Es verdad que en derredor nuestro se tiene la impresión, a veces, de que algunos han olvidado esta realidad; presenciamos diversiones, manifestaciones inoportunas de ligereza y desenvoltura —no hablemos de otras— especialmente en materia de espectáculos, que causan dolorosa sorpresa. Pues bien, queridos hijos, no nos dejemos engañar, cegar, burlar; la Cruz siempre es la única esperanza de salvación; la ley de Dios ahí está siempre con los diez Mandamientos recordando al mundo que sólo en ella está la salvaguardia de las conciencias y de las familias; que sólo cumpliéndola está el secreto de la paz y tranquilidad de conciencia. El que olvida esto, aunque parezca que evita todo deber serio, se labra tarde o temprano su propia tristeza y miseria.

Después de haber enumerado ,una larga serie de cosas pecaminosas y bajas, San Pablo, en el pasaje citado de su carta a los Gálatas, afirma enérgicamente «que quienes tales cosas hacen no heredarán el reino de Dios.
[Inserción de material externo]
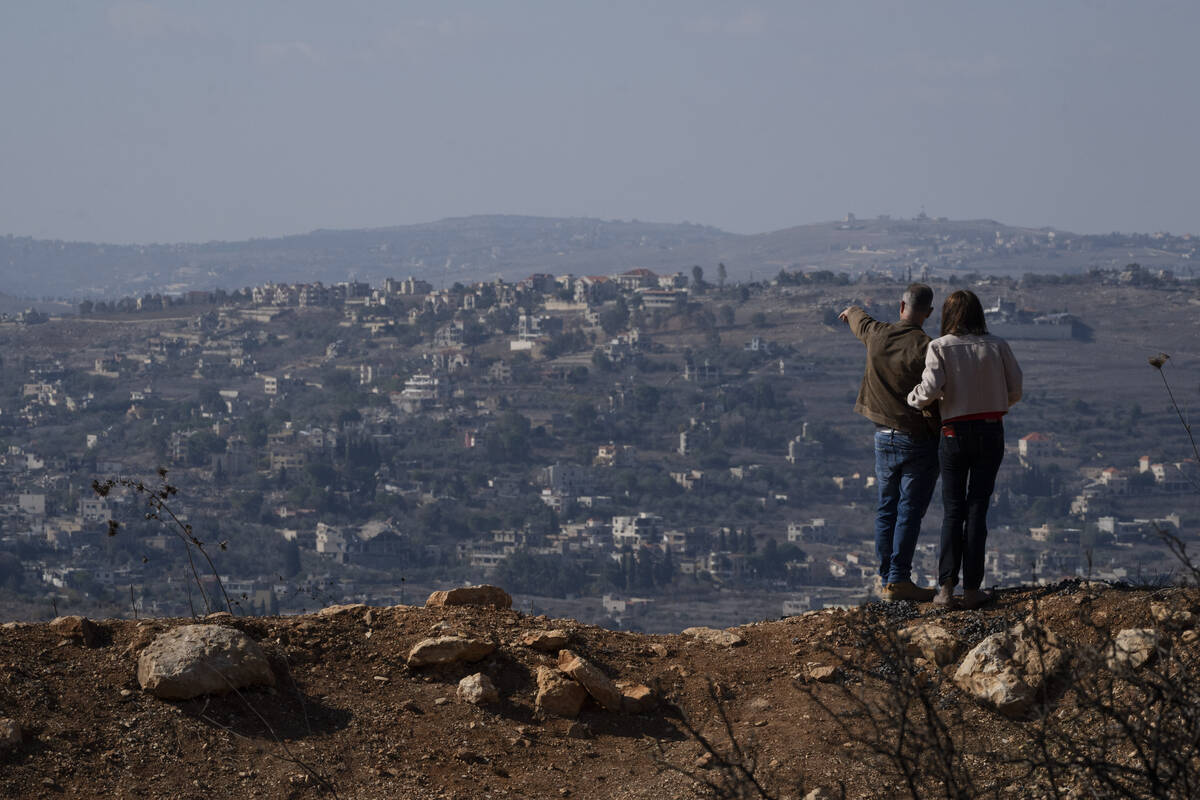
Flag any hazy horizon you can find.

Los frutos del Espíritu son: caridad, gozo, paz, longanimidad, afabilidad, bondad, fe, mansedumbre, templanza» (Ga 5.21,23).
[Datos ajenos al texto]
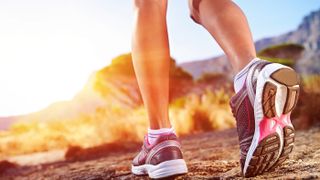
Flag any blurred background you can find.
[0,0,320,165]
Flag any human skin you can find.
[132,0,256,129]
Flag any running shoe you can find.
[131,133,188,179]
[230,60,299,177]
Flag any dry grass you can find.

He aquí, queridos hijos e hijas, el significado de la Cruz; sólo el que carga con ella para seguir al Señor, mortificando la ley de los sentidos para obedecer a la ley del espíritu, tiene la paz dentro de sí, la verdadera paz del alma que se refleja en el orden del trabajo personal, en la honra de la familia, en la prosperidad incluso material de la vida.

Este es el recuerdo que os dejamos en el día de vuestra peregrinación, y al mismo tiempo os exhortamos a cumplir vuestras tareas diarias con espíritu de fe y de amor que se manifiesta en las obras religiosas y sociales puestas al servicio de las aspiraciones de vuestras almas así como de vuestros legítimos intereses temporales.

Esto significan la "Obra Nacional de Asistencia Religiosa y Moral a los Obreros" y la "Obra Pon­tificia de Asistencia", en tanto que su presencia activa y benéfica se inserta en la línea de la actividad apostólica de la Jerarquía. El trabajador cristiano siente toda la alegría de pertenecer a la Iglesia; de que no está solo ni separado de la gran familia católica sino unido por los dulces vínculos de la Comunión de los Santos a sus hermanos de todo el mundo.

¡Venerables hermanos y queridos hijos e hijas! Al terminar este coloquio, caracterizado por espontánea familiaridad, os renovamos la seguridad de nuestro afecto paternal. Compartimos todas vuestras alegrías y temores; rogamos por todos vosotros, como todos los días lo hacemos por todos los hijos que el Señor ha querido confiarnos, llamándonos a servir al Pontificado Romano.

Para confirmaros la intensidad de nuestra afectuosa solicitud, deseamos impartiros una especial Bendición Apostólica. Que ella os conceda los dones del Señor a cada uno de vosotros, a vuestros seres queridos lejanos y especialmente a vuestros hijos pequeños, y a todos los que sufren en su interior alguna prueba, sufrimiento o cruz, para que todos tengan el consuelo y fortaleza de Dios.


* Discorsi, Messaggi, Colloqui, vol. II, págs. 279-283.